Even when the above was addressed and my daughter was older, I still prioritized her over dating. She's only met two of the ladies I dated. My current GF is the only one where we have done group stuff (us and our kids together) and even that took a year to happen. Even now, neither me nor my GF leaves our kids behind for together time. We do kid-friendly stuff when not alone.

So, dating with kids takes significant effort and sacrifice. Your kids need the security of knowing they come first, and that extends to the high school years. You have to accept your dating life will be limited (if you are an equal or primary parent) and that relationships take longer to develop. Finding someone accepting of your limitations will be more of an issue as you enter your 40s (many folks have grown children around that age).

Also, you need to consider what you'll give up to make a regular (if limited) dating life happen. Right now, if I didn't have my GF I could do golf or other stuff with my friends, hang out with family, or do stuff alone. But I can't do both; two child-free weekends a month isn't enough time for all that social stuff and whatever else comes up.

I liked having my free time to myself (after rebuilding a good life) and don't need a relationship to be content. My approach was to just basically stay single and date casually unless someone special came along for whom I would make the necessary sacrifices. That's a high bar to clear, which is why it's only happened twice in nine years. And that's the advice I would give to others:

* Meet your own needs first. If you are struggling in some regard following divorce, fix that first.
* Then work on building a decent life and routine for yourself.
* And then look to date after you've built that good life for yourself.


----------



## Wolf1974 (Feb 19, 2014)

The biggest issue I had as a single parent is making those “free weekends” line up. It takes time to build something and if you don’t have it you just don’t. I remember the days when my daughters were younger and couldn’t be left alone.......so when I had them I had them. I would be out with a woman trying to figure out dating Schedules and more than one occasion I had to call it with someone I saw potential with because our custody arrangements were exact opposite.

This doesn’t last forever. You say son is 12. I know all kids are different and mature at different rates but is he ok to spend a few hours home alone? If not now soon? I know my oldest is same age and I leave her alone from time to time no issues. She is on the mature side though.


----------



## Sue4473 (May 29, 2018)

I can leave him alone for couple hours but at night- no
So, I can go to dinner, but can’t get frisky lol unless it’s in the daytime!


----------



## MovingForward (Jan 19, 2017)

My Schedule was much more flexible and I still found it difficult at first, my current GF met my children as a friend after about 3 months and came for dinner with us and gradually saw them more and more until my Children asked me to ask her if she would be my girlfriend LOL


----------



## DTO (Dec 18, 2011)

Sue4473 said:


> I can leave him alone for couple hours but at night- no
> So, I can go to dinner, but can’t get frisky lol unless it’s in the daytime!

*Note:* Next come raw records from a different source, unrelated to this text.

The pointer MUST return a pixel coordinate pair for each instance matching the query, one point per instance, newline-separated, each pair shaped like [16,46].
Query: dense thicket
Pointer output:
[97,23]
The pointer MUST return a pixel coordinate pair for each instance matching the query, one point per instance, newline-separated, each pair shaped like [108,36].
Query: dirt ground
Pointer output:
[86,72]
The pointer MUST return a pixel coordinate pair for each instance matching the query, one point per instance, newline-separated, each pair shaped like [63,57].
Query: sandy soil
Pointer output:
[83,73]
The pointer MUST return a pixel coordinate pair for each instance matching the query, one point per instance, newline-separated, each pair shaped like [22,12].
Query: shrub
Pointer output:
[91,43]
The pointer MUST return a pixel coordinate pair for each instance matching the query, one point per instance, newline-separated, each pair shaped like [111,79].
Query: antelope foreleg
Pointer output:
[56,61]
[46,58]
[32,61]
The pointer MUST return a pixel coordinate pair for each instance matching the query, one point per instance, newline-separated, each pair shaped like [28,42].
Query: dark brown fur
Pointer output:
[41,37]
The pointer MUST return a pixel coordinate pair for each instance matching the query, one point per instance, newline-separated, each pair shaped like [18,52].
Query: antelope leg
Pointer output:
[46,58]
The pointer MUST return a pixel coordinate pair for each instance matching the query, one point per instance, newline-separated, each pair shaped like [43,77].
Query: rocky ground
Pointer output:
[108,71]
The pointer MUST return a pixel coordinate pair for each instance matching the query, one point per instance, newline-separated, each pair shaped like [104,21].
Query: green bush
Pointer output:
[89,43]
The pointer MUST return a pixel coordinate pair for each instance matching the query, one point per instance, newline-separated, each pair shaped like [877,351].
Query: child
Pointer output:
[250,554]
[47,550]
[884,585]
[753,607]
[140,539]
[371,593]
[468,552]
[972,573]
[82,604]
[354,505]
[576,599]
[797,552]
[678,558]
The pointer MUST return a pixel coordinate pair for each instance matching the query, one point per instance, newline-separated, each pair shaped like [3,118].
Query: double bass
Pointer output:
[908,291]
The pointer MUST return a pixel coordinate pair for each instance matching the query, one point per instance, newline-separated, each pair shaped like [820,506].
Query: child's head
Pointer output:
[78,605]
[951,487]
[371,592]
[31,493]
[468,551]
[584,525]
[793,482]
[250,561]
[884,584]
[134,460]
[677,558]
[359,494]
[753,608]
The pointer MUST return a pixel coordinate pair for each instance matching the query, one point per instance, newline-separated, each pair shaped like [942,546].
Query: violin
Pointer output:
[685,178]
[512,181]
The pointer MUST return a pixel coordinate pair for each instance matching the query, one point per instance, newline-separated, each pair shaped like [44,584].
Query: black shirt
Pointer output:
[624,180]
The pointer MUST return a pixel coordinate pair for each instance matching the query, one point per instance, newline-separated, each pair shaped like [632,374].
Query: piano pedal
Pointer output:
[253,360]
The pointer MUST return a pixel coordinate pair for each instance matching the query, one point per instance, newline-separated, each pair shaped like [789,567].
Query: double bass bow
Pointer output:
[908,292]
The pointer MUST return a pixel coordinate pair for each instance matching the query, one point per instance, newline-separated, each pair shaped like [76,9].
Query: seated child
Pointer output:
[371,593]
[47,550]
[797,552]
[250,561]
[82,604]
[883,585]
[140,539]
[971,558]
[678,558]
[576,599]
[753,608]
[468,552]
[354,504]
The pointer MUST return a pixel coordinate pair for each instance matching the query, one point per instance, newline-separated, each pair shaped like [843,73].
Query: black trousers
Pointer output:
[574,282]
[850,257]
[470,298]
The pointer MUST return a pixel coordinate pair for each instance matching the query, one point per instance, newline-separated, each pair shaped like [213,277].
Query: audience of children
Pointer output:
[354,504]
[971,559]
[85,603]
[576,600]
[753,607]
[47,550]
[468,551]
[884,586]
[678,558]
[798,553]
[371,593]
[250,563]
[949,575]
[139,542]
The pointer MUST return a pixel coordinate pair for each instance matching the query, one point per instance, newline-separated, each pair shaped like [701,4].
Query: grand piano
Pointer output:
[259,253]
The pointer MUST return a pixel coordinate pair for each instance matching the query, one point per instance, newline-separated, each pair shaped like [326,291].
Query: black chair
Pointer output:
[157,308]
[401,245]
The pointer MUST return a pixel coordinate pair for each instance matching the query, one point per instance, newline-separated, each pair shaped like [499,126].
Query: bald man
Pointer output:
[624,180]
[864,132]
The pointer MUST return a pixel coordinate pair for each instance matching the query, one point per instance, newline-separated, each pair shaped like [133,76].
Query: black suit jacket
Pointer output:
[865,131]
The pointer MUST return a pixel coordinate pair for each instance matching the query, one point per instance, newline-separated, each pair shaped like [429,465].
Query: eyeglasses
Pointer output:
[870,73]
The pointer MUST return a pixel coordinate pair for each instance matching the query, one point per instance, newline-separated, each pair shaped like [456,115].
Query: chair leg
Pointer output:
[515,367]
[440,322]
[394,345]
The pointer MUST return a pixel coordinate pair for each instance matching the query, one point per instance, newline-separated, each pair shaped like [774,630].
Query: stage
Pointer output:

Are you uncomfortable with getting frisky in the daytime?

I would suggest, given your time limitations, that you find opportunities to get frisky. Get creative and take what comes up, even if it's just a quickie. Instead of going to dinner (presumably that means a sit down restaurant), you could grab a burger, head to his place, and connect after a quick bite (for example).


----------



## Davidmidwest (Nov 22, 2016)

Hi Sue,

Many woman marry a man when a woman has a child to get help finanically then drop him like a hot rock when you both become empty nesters. No other man will love your child as the father and you. He will resent you child when you are dating or married if you are not on a united front. I had two marriages with stepchildren and they both ended badly,

If you like somebody for companionship, fun, netlix, going out and sex every two weeks. Take your love where and when you can get it. If you both need to meet middle of the week work out a deal with a girlfriend for overnight stays or use family. Skip family, They don't need to know your business.


----------